I purchased this book on a bit of a whim from The Warehouse. I am a bit of a browser in the book section most times I enter The Warehouse, just like at Whitcoulls or Paper Plus or my other favourite book stores Pennys (Chartwell Square) and Wright's Bookstore in Cambridge and that fantastic bookstore in Matamata that truly only has books!
I think what attracted me to this book, Sunset Ridge, was the cover, soldiers silhouetted in an obvious World War I setting. I have to confess to being a bit of a historical novel junkie, and when you throw a World War in I'm generally hooked.
So here is the cover and back of the book blurb:
I haven't read this author before, but apparently Nicole Alexander is a best selling author in Australia and had a book called The Bark Cutters shortlisted for the Australian Book Industry Award in 2011, and yep, she is an Australian. To find out more about Nicole Alexander and her books, click here.

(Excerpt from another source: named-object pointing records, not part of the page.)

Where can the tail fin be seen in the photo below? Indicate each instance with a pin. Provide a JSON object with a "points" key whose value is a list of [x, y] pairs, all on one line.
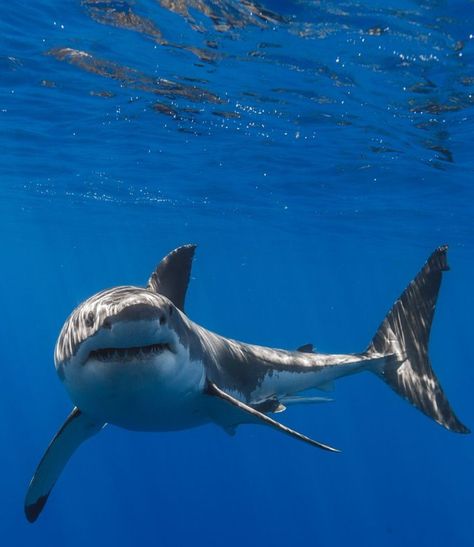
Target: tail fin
{"points": [[405, 332]]}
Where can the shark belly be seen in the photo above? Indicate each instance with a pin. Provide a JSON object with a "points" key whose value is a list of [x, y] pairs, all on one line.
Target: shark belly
{"points": [[151, 394]]}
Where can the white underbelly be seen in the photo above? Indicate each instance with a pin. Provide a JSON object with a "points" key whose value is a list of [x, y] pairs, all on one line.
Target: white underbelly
{"points": [[155, 394]]}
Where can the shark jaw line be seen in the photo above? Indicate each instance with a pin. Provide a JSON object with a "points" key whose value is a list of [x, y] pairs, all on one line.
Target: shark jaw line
{"points": [[134, 353]]}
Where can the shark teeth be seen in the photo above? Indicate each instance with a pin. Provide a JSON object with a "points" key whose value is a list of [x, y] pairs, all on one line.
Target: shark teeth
{"points": [[128, 354]]}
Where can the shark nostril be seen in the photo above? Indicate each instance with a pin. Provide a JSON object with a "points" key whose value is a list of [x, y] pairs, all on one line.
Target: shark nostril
{"points": [[90, 319]]}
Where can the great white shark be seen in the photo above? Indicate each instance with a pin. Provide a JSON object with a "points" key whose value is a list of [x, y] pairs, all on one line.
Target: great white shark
{"points": [[131, 357]]}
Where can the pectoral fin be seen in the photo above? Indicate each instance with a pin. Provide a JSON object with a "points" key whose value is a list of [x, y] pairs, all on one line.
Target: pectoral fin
{"points": [[76, 429], [212, 389]]}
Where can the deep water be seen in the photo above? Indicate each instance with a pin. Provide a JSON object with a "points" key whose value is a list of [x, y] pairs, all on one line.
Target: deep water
{"points": [[316, 152]]}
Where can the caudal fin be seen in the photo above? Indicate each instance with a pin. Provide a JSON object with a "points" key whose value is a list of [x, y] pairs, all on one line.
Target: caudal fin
{"points": [[405, 333]]}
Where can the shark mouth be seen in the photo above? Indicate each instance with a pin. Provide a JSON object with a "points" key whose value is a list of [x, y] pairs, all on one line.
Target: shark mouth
{"points": [[128, 354]]}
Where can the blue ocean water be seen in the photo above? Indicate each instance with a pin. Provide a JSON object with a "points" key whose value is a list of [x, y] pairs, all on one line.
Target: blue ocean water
{"points": [[316, 152]]}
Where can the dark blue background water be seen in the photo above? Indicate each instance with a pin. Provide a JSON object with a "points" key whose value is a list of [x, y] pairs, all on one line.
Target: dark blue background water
{"points": [[317, 153]]}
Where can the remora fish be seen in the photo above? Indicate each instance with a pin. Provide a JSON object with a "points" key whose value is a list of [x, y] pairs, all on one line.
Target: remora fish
{"points": [[130, 356]]}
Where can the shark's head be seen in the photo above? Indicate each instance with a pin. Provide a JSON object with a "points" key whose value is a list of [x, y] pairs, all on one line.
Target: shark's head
{"points": [[124, 348]]}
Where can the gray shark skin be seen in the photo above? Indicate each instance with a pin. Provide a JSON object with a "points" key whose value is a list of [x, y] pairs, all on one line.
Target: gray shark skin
{"points": [[131, 357]]}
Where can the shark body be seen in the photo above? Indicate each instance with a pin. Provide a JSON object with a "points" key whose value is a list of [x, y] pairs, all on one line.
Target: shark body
{"points": [[131, 357]]}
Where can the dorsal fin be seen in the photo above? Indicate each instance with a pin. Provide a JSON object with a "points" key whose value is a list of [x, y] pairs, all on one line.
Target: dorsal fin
{"points": [[306, 348], [171, 276]]}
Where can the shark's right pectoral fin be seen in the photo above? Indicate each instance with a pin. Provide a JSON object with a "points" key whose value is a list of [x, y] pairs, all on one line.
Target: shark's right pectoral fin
{"points": [[212, 389], [76, 429]]}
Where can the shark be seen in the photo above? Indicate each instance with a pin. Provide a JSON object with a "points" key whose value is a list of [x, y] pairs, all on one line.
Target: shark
{"points": [[130, 356]]}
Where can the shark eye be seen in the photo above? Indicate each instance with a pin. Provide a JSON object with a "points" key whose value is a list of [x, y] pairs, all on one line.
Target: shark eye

It took a little bit for me to get into this book. It starts out in 2000 in the Queensland outback on the road. The introductory character, Madeleine, is rather prickly and not initially an easy character to connect with.
Then, before you know it, you are flicked back into France, behind the Western Front, 1916. You get introduced to a whole lot of new characters.
Then you're in the Queensland outback in 1916 meeting more characters, Madeleine's forebears. The novel flicks back between these settings and times throughout. It gradually fleshes out the characters and their relationships and backstories and why they are who they are. It also gradually puts together how an outback family and a French family have connections.
While it took me a good 200 or so pages to connect with this 472 page novel, I did eventually get invested in the characters and their story. It also reaffirmed to me what a terrible war WWI was in terms of what mankind can do to each other, how the first industrial mechanical war could cause such havoc and have an effect long after it ended to the land and the people. It also was interesting to see a side to the war that we don't often reflect on, how those with German ancestry in Australia (and most likely in New Zealand too), no matter how tenuous, were treated during that time.